Bryan PardoProfessor, Computer Science and Radio, Television, and FilmNorthwestern University
This seminar has been cancelled and will be rescheduled sometime in 2023.

VoiceBlock: Privacy through Real-Time Adversarial Attacks with Audio-to-Audio Models


As governments and corporations adopt deep learning systems to collect and analyze user-generated audio data, concerns about security and privacy naturally emerge. Automatic speaker recognition systems can facilitate mass surveillance, allowing search for a target speaker through thousands of concurrent voice communications, or through large databases of recorded voice data. Prior to the advent of automatic speaker recognition these tasks required human analysts, forming a natural check on surveillance overreach. We seek to restore this check by degrading the efficacy of automated speaker recognition while maintaining the original perceptual quality of the voice communication, a step that could grant a measure of privacy from mass surveillance. Inspired by architectures for tasks such as speech denoising and enhancement, we propose a deep learning model capable of anonymizing a user’s audio stream online, in real-time. Our model learns to apply a time-varying finite impulse response (FIR) filter to outgoing audio, allowing for effective and inconspicuous perturbations with a delay small enough for voice communications. This model is highly effective at de-identifying user speech from speaker recognition and can transfer to a recognition system it was not trained on. A perceptual study shows our method produces perturbations significantly less perceptible than baseline anonymization methods, when controlling for effectiveness.
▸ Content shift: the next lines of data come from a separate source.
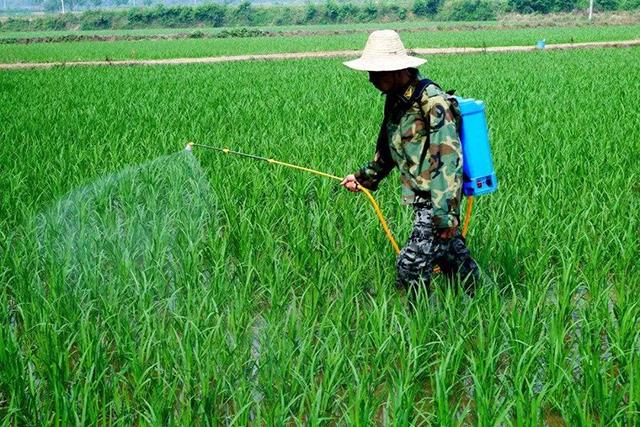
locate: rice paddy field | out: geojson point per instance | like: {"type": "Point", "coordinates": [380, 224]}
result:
{"type": "Point", "coordinates": [195, 48]}
{"type": "Point", "coordinates": [142, 285]}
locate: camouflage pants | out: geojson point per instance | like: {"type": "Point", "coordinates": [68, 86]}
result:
{"type": "Point", "coordinates": [425, 249]}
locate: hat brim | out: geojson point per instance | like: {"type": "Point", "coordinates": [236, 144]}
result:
{"type": "Point", "coordinates": [394, 63]}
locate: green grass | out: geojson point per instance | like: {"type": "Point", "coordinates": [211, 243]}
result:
{"type": "Point", "coordinates": [164, 331]}
{"type": "Point", "coordinates": [158, 49]}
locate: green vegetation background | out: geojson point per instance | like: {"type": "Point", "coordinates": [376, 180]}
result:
{"type": "Point", "coordinates": [556, 337]}
{"type": "Point", "coordinates": [330, 12]}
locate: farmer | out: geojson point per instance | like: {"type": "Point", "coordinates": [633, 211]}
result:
{"type": "Point", "coordinates": [428, 156]}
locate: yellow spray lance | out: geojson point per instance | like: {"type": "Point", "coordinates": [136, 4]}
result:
{"type": "Point", "coordinates": [364, 191]}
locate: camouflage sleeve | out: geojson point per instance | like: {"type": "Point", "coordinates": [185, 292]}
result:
{"type": "Point", "coordinates": [445, 164]}
{"type": "Point", "coordinates": [370, 174]}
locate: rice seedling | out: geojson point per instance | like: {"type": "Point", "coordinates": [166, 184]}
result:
{"type": "Point", "coordinates": [144, 286]}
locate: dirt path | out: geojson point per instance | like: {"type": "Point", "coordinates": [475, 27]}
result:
{"type": "Point", "coordinates": [327, 54]}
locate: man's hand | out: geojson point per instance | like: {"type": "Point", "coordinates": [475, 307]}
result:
{"type": "Point", "coordinates": [447, 233]}
{"type": "Point", "coordinates": [349, 182]}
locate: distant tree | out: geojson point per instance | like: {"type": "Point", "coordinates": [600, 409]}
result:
{"type": "Point", "coordinates": [606, 4]}
{"type": "Point", "coordinates": [310, 12]}
{"type": "Point", "coordinates": [244, 13]}
{"type": "Point", "coordinates": [531, 6]}
{"type": "Point", "coordinates": [426, 7]}
{"type": "Point", "coordinates": [331, 11]}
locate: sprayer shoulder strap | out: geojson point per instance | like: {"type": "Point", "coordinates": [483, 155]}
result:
{"type": "Point", "coordinates": [424, 112]}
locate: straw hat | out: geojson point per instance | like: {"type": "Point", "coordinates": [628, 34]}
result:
{"type": "Point", "coordinates": [384, 51]}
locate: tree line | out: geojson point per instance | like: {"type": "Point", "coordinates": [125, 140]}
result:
{"type": "Point", "coordinates": [329, 12]}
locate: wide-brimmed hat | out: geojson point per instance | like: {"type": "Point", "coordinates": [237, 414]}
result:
{"type": "Point", "coordinates": [384, 51]}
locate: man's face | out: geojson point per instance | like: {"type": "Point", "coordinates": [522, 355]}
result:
{"type": "Point", "coordinates": [384, 81]}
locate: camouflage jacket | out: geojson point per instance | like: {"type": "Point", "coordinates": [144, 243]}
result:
{"type": "Point", "coordinates": [402, 141]}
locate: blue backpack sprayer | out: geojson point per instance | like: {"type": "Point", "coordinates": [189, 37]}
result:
{"type": "Point", "coordinates": [479, 177]}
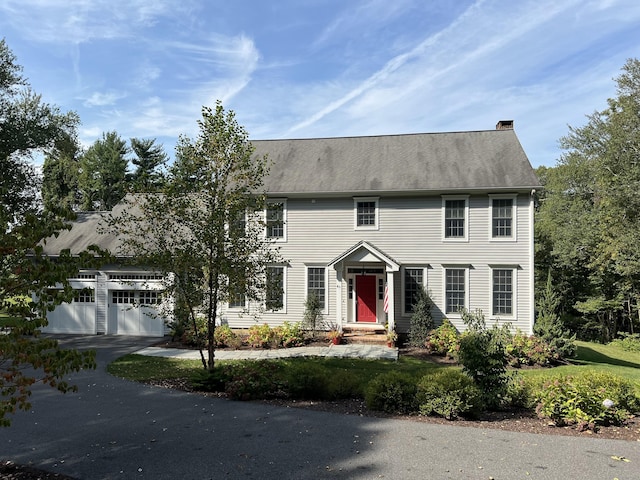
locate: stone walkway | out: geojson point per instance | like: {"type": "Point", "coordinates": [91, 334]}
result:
{"type": "Point", "coordinates": [340, 351]}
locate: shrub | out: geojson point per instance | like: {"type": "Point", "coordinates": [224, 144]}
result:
{"type": "Point", "coordinates": [520, 391]}
{"type": "Point", "coordinates": [444, 340]}
{"type": "Point", "coordinates": [450, 394]}
{"type": "Point", "coordinates": [195, 335]}
{"type": "Point", "coordinates": [549, 325]}
{"type": "Point", "coordinates": [223, 336]}
{"type": "Point", "coordinates": [312, 319]}
{"type": "Point", "coordinates": [589, 399]}
{"type": "Point", "coordinates": [627, 341]}
{"type": "Point", "coordinates": [421, 320]}
{"type": "Point", "coordinates": [391, 392]}
{"type": "Point", "coordinates": [483, 357]}
{"type": "Point", "coordinates": [260, 336]}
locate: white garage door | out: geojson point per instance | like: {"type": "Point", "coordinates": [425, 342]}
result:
{"type": "Point", "coordinates": [133, 313]}
{"type": "Point", "coordinates": [78, 317]}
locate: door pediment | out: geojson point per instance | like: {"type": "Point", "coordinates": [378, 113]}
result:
{"type": "Point", "coordinates": [366, 252]}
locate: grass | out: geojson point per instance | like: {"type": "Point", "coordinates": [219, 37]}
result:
{"type": "Point", "coordinates": [590, 356]}
{"type": "Point", "coordinates": [142, 368]}
{"type": "Point", "coordinates": [600, 358]}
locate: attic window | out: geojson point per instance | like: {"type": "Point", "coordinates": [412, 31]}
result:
{"type": "Point", "coordinates": [366, 213]}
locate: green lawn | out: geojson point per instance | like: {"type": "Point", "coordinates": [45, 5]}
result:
{"type": "Point", "coordinates": [142, 368]}
{"type": "Point", "coordinates": [598, 357]}
{"type": "Point", "coordinates": [590, 356]}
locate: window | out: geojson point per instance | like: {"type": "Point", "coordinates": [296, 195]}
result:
{"type": "Point", "coordinates": [455, 289]}
{"type": "Point", "coordinates": [275, 219]}
{"type": "Point", "coordinates": [501, 217]}
{"type": "Point", "coordinates": [413, 282]}
{"type": "Point", "coordinates": [455, 218]}
{"type": "Point", "coordinates": [274, 299]}
{"type": "Point", "coordinates": [502, 291]}
{"type": "Point", "coordinates": [237, 300]}
{"type": "Point", "coordinates": [316, 284]}
{"type": "Point", "coordinates": [122, 296]}
{"type": "Point", "coordinates": [84, 296]}
{"type": "Point", "coordinates": [366, 213]}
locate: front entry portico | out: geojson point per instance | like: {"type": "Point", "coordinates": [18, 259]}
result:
{"type": "Point", "coordinates": [366, 298]}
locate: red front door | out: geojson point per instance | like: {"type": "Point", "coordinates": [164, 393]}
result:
{"type": "Point", "coordinates": [367, 299]}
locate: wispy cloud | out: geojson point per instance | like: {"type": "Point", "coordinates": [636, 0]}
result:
{"type": "Point", "coordinates": [439, 54]}
{"type": "Point", "coordinates": [78, 21]}
{"type": "Point", "coordinates": [101, 99]}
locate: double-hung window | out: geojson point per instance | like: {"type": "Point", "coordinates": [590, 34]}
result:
{"type": "Point", "coordinates": [316, 285]}
{"type": "Point", "coordinates": [503, 218]}
{"type": "Point", "coordinates": [366, 213]}
{"type": "Point", "coordinates": [413, 283]}
{"type": "Point", "coordinates": [502, 287]}
{"type": "Point", "coordinates": [276, 219]}
{"type": "Point", "coordinates": [455, 214]}
{"type": "Point", "coordinates": [275, 284]}
{"type": "Point", "coordinates": [237, 298]}
{"type": "Point", "coordinates": [85, 295]}
{"type": "Point", "coordinates": [455, 292]}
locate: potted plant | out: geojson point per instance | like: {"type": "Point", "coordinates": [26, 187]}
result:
{"type": "Point", "coordinates": [335, 336]}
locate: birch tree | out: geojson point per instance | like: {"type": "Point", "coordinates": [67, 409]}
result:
{"type": "Point", "coordinates": [205, 231]}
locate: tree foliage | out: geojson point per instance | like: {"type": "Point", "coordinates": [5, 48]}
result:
{"type": "Point", "coordinates": [27, 126]}
{"type": "Point", "coordinates": [103, 173]}
{"type": "Point", "coordinates": [588, 223]}
{"type": "Point", "coordinates": [149, 160]}
{"type": "Point", "coordinates": [205, 228]}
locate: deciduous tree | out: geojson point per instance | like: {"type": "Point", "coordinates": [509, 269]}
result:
{"type": "Point", "coordinates": [205, 229]}
{"type": "Point", "coordinates": [590, 214]}
{"type": "Point", "coordinates": [28, 125]}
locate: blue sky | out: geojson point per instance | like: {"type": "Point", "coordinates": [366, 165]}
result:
{"type": "Point", "coordinates": [323, 68]}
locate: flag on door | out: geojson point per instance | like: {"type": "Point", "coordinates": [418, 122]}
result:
{"type": "Point", "coordinates": [386, 299]}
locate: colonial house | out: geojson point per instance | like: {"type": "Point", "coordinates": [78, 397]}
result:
{"type": "Point", "coordinates": [363, 222]}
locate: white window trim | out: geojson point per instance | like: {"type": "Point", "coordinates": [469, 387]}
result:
{"type": "Point", "coordinates": [443, 227]}
{"type": "Point", "coordinates": [325, 307]}
{"type": "Point", "coordinates": [284, 292]}
{"type": "Point", "coordinates": [283, 201]}
{"type": "Point", "coordinates": [514, 292]}
{"type": "Point", "coordinates": [467, 269]}
{"type": "Point", "coordinates": [403, 280]}
{"type": "Point", "coordinates": [356, 200]}
{"type": "Point", "coordinates": [514, 217]}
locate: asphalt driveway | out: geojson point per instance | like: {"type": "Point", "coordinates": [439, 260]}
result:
{"type": "Point", "coordinates": [115, 429]}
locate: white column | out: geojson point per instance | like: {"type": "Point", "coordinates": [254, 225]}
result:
{"type": "Point", "coordinates": [339, 294]}
{"type": "Point", "coordinates": [391, 318]}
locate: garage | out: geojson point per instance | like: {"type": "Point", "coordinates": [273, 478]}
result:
{"type": "Point", "coordinates": [133, 312]}
{"type": "Point", "coordinates": [78, 317]}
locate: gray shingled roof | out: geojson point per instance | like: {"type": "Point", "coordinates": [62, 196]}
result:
{"type": "Point", "coordinates": [435, 162]}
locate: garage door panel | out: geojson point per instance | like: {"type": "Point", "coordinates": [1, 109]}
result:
{"type": "Point", "coordinates": [72, 318]}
Bryan Pardo studies fundamental problems in computer audition, content-based audio search, and generative modeling of audio, and also develops inclusive interfaces for audio production. He is head of Northwestern University’s Interactive Audio Lab and co-director of the Northwestern University Center for HCI+Design. Prof. Pardo has appointments in in the Department of Computer Science and Department of Radio, Television and Film. He received a M. Mus. in Jazz Studies in 2001 and a Ph.D. in Computer Science in 2005, both from the University of Michigan. He has authored over 130 peer-reviewed publications. He has developed speech analysis software for the Speech and Hearing department of the Ohio State University, statistical software for SPSS and worked as a machine learning researcher for General Dynamics. His patented technologies have been productized by companies including Bose, Adobe and Ear Machine. While finishing his doctorate, he taught in the Music Department of Madonna University. When he is not teaching or researching, he performs on saxophone and clarinet with the bands Son Monarcas and The East Loop.